I am trying to imitate the above function using function()
Below is my code:
TotalTimes = function(x){
times = 0
y = unique(x)
for (i in 1:length(y)) {
for (i in 1:length(x)) {
if(y[i] == x[i])
times = times + 1
}
return(times)
}
}
What would be the right approach?
Here's a one-liner, using rle():
f <- function(x) {
with(rle(sort(x)), setNames(lengths, values))
}
f(c(1,2,3,2,1))
# 1 2 3
# 2 2 1
Alternatively, here's an option that's less "tricky", and is probably a better model for learning to code in an R-ish way:
f2 <- function(x) {
ss <- sort(x)
uu <- unique(ss)
names(uu) <- uu
sapply(uu, function(u) sum(ss == u))
}
f2(c(1,2,3,2,1))
# 1 2 3
# 2 2 1
function(x) {
q = sapply(unique(x), function(i) sum(x == i))
names(q) = unique(x)
return(q)
}
Here is one method using base R:
# data
x <- c(1,2,3,2,1)
# set up
y <- sort(unique(x))
counts <- rep_len(0, length.out=length(y))
names(counts) <- y
for(i in seq_along(x)) {
counts[x[i] == y] <- counts[x[i] == y] + 1
}
Wrapping it in a function:
table2 <- function(x) {
# transform x into character vector to reduce search cost in loop
x <- as.character(x)
y <- sort(unique(x))
counts <- rep_len(0, length.out=length(y))
names(counts) <- y
for(i in seq_along(x)) {
counts[x[i]] <- counts[x[i]] + 1L
}
return(counts)
}
This version only accepts a single vector, of course.
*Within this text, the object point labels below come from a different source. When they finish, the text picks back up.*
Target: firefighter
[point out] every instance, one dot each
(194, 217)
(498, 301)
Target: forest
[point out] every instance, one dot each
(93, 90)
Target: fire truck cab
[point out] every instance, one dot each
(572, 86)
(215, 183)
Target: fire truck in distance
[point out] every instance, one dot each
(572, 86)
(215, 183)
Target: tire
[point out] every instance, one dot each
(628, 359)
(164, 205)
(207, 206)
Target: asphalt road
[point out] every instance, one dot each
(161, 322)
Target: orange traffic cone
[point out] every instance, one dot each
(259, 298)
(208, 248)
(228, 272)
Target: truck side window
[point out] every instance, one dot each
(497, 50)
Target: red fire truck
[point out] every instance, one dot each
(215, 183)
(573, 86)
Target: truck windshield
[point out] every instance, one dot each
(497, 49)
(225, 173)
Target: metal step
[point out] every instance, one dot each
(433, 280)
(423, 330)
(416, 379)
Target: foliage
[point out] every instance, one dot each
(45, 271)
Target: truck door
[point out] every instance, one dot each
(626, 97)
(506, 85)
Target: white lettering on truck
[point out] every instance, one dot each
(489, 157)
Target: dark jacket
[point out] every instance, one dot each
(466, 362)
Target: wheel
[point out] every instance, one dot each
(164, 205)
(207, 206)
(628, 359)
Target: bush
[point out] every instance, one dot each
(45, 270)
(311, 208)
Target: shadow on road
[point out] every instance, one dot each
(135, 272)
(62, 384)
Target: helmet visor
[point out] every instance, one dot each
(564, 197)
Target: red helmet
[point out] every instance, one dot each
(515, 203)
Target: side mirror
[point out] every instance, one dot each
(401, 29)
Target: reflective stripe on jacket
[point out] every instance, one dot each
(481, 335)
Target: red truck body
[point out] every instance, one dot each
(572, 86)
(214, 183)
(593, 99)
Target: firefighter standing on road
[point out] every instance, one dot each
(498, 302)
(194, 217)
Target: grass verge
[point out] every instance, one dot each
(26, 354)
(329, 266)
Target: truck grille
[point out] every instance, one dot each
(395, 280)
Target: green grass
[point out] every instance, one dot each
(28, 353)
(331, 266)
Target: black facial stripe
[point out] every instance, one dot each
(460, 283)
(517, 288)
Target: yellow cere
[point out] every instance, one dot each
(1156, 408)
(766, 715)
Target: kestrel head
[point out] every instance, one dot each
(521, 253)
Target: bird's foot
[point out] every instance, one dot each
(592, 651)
At #Frank's suggestion, the function version is slightly different, and possibly faster, in that it transforms the input x into a character. The potential speed up is in the search in counts[x[i]] where the name in counts is referred to (as x[i]), rather than performing a search using "==."